Personal information
- Full name: Philip Leonard Gilbert
- Date of birth: 11 September 1944 (age 81)
- Place of birth: Minster-in-Thanet, England
- Height: 5 ft 10 in (1.78 m)
- Position: Wing half

Senior career*
- Years: Team / Apps / (Gls)
- 1960–1961: Margate / 0 / (0)
- 1961–1962: Ramsgate Athletic
- 1962–1964: Brighton & Hove Albion / 6 / (3)
- 1964–1972: Salisbury /  / (33)
- 1977: Margate / 0 / (0)
- 1980–1981: Margate / 20 / (0)

Managerial career
- 1981–1982: Ramsgate

= Phil Gilbert (English footballer) =

English footballer (born 1944)

Philip Leonard Gilbert (born 11 September 1944) is an English former professional footballer who played as an inside forward in the Football League for Brighton & Hove Albion.

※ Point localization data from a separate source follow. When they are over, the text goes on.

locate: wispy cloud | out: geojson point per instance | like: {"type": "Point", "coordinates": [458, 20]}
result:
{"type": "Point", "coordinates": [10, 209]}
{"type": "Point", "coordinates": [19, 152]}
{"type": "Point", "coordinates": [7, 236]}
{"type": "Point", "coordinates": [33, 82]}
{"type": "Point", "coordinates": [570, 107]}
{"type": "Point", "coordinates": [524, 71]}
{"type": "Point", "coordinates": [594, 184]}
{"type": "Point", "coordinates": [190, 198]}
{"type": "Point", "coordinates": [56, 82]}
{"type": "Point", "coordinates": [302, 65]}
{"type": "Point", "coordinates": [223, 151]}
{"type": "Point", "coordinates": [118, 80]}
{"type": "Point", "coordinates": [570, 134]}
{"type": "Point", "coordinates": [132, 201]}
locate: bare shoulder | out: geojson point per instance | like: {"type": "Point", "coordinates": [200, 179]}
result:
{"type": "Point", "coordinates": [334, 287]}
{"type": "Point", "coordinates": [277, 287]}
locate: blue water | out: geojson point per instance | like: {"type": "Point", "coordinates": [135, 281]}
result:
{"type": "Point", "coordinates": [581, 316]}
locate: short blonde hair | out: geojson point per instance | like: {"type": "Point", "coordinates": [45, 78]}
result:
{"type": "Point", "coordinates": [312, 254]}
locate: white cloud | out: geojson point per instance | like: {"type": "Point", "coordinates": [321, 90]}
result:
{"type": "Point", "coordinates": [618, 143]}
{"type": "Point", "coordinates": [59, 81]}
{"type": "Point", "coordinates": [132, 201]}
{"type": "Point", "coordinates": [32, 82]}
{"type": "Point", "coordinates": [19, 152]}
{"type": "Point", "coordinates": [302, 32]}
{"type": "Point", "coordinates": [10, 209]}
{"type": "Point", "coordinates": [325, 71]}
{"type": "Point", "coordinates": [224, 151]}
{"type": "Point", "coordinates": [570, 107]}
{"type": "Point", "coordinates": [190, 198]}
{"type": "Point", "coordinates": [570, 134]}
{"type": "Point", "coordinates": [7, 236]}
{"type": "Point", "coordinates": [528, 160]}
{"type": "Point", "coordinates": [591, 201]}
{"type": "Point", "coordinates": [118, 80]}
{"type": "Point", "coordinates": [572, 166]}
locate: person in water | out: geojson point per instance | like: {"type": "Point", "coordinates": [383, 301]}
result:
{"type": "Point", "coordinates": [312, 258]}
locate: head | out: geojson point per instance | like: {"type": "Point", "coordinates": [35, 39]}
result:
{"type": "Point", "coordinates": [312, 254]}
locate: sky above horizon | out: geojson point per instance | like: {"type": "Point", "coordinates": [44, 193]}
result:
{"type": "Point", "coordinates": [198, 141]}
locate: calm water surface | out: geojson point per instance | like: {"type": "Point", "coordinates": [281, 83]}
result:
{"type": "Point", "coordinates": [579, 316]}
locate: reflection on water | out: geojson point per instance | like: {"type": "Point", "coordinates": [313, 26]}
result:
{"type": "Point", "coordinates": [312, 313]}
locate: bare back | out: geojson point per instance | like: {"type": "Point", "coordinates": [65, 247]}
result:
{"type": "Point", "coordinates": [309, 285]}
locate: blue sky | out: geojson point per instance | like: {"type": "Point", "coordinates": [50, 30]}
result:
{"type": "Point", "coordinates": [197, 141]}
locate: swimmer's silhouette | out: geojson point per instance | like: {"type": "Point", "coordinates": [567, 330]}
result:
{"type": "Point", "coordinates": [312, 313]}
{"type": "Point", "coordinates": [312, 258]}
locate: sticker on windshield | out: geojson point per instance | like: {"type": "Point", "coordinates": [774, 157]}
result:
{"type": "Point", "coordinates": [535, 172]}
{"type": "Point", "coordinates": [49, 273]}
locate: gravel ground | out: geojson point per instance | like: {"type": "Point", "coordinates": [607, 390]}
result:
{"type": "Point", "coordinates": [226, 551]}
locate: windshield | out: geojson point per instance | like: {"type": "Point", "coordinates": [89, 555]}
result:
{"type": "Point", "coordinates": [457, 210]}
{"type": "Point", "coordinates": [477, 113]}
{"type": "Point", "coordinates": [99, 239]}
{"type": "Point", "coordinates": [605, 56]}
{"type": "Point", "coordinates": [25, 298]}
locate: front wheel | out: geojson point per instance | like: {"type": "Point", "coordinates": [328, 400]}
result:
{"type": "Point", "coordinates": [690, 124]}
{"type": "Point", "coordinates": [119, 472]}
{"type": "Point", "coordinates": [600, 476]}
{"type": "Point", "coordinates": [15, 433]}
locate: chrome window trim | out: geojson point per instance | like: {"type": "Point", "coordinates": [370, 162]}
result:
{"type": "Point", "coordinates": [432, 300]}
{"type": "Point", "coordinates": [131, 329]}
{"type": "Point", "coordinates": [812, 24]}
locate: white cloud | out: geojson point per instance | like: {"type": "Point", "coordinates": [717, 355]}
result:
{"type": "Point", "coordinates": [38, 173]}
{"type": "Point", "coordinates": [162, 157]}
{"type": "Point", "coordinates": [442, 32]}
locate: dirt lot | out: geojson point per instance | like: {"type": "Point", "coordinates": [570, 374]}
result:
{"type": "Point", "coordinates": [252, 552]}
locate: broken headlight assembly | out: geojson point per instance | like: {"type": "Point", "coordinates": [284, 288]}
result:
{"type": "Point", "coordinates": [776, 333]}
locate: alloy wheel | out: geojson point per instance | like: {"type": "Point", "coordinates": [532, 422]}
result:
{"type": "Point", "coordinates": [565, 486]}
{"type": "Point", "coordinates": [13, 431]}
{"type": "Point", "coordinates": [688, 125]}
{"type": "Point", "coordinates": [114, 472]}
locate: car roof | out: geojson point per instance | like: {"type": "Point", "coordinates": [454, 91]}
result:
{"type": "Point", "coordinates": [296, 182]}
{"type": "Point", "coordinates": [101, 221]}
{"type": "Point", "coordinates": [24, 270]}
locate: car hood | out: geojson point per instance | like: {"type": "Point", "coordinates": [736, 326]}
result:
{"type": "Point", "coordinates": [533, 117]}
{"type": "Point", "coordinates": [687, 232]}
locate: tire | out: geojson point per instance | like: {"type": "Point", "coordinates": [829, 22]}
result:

Gilbert was born in 1944 in Minster-in-Thanet, in east Kent. He began his career with Margate's reserves, played Southern League football for Ramsgate Athletic, and signed for Brighton & Hove Albion as a 17-year-old in January 1962. He made his Football League Second Division debut that April, with Brighton already relegated, and played five more league matches over the next two years, scoring three goals. He was then released to join Western League club Salisbury, where he spent eight years, helping them earn election to the Southern League in 1968 and playing more than 300 matches. He returned to Kent, playing occasionally for Margate's reserves and finally, in 1981 at the age of 36, made his first-team debut for the club, playing at right back for the last 20 matches of the 1980–81 Southern League Southern Division season. He later managed Ramsgate and served on the committee of the Margate club in its Thanet United era.